Panting, Sigmund spun, seeking more foes. “By Odin, I’ll kill every last one of you myself! I will tear your halls down, Lyngi! Do you hear me!” He paused, catching his breath. He’d finish what Helgi had started and thus honor his son.
Another man drew nigh, stepping out of the mist, clad not in armor but a cloak and wide-brimmed hat concealing his face. Sigmund could catch naught but a glimpse of a vicious scar where one eye should have been. The man held a spear and seemed to be singing to himself.
Mist-mad fool of Lyngi’s?
The spearman advanced on Sigmund.
Come to die, fool? Roaring, Sigmund
charged forward. He raised Gramr high over his head for a chop that would cleave the old vagabond in half. The man raised his spear in both hands to block, little good though it would do him.
The runeblade bit into the spear.
And Gramr snapped in half.
The force of it was like a wail in Sigmund’s mind, a cry of the damned in agony, beyond the gates of Hel. It drove him to his knees, gaping at the shattered runeblade. The indestructible sword of the Old Kingdoms. Broken upon an old man’s spear …
Sigmund looked up, expecting that spear to run him through. But the old man had vanished back into the mists.
Gramr … The gift of Odin …
Sigmund let the sword fall from his trembling fingers. This couldn’t happen. It could not.
Metal clashed on metal. Men screamed. Dying all around. The battle still raged.
Desperately, Sigmund cast about himself, seeking another weapon. A fallen sword lay nearby. He grabbed this, rose, and rushed onward into the mist.
Before the next hill, he came to a contingent of Styrian warriors, desperately holding back a Baian onslaught. Surrounding their king … Eylimi knelt in the mud, hand holding his gut. Hjordis’s father would not last long.

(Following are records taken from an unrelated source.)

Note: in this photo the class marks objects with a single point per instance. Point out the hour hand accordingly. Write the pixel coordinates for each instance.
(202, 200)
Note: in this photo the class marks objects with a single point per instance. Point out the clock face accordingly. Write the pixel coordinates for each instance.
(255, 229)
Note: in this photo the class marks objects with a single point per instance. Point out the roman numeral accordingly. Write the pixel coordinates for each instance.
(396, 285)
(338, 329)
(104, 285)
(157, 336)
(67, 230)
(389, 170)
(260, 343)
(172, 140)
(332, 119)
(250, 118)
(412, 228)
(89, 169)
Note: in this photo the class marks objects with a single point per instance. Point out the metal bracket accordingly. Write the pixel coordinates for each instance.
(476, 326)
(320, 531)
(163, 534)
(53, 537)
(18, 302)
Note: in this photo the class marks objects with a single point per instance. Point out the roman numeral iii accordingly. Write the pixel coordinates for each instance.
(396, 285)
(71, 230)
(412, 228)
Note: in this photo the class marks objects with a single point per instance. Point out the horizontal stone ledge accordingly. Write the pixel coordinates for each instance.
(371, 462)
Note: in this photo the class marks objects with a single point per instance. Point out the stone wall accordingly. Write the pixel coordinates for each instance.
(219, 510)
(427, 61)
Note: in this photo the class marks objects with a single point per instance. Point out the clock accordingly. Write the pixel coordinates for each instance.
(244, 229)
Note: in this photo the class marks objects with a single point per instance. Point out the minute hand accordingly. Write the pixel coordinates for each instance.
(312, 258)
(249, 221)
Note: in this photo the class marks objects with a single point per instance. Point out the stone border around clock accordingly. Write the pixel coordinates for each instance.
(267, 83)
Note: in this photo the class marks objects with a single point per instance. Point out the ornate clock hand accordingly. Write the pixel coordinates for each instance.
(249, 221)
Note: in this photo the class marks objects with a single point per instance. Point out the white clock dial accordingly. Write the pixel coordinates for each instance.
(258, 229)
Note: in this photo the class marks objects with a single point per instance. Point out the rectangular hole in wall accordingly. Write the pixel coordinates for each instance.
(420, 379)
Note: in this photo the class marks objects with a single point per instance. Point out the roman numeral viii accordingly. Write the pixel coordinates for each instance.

Sigmund threw himself amidst the Baian warriors. His blade hamstrung one. His shield shoved another out of position. He fell into the dance with them. Cleave, strike, dodge, parry.

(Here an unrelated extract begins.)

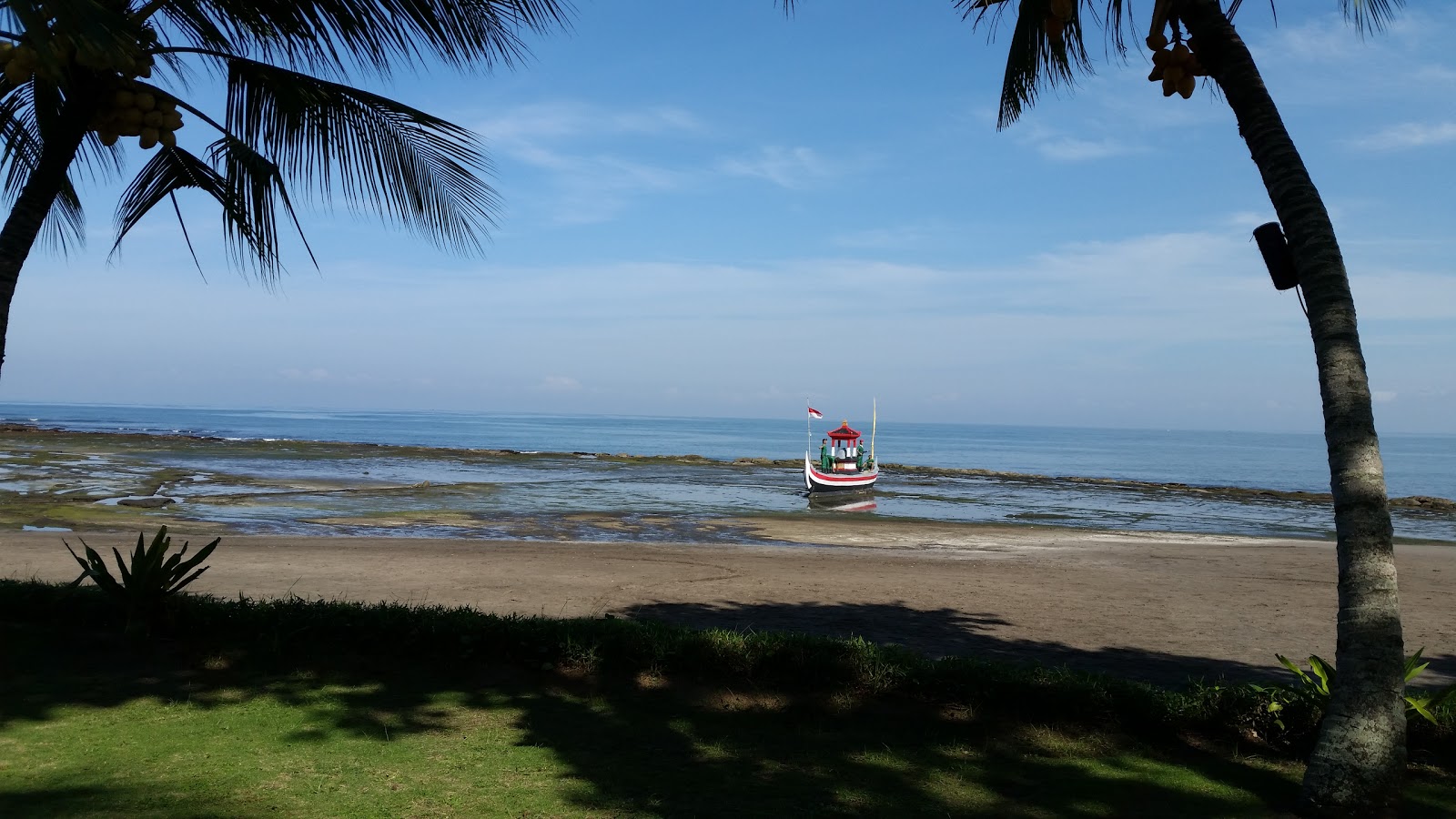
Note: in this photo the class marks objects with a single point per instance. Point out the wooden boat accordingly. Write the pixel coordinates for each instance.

A spearpoint scraped along his mail, bruising the flesh beneath before punching through a link and wedging into the gambeson under the chain. Sigmund grabbed the spear with one hand and shoved, his varulf strength sending the owner stumbling away. A blade crashed into Sigmund’s shoulder at the same time. The fingers of his shield arm went numb even as crushing agony lanced through his shoulder and upper arm.
His shield fell limp at his side.
The pain of it sent him down to one knee.
A war cry behind him. A man moving in for the kill. Premature.
Sigmund twisted around and thrust his sword through the groin of his would-be murderer. It did not punch through easily as Gramr would have. It carried the task though, sending his attacker toppling over sideways, hands clutching his mauled stones.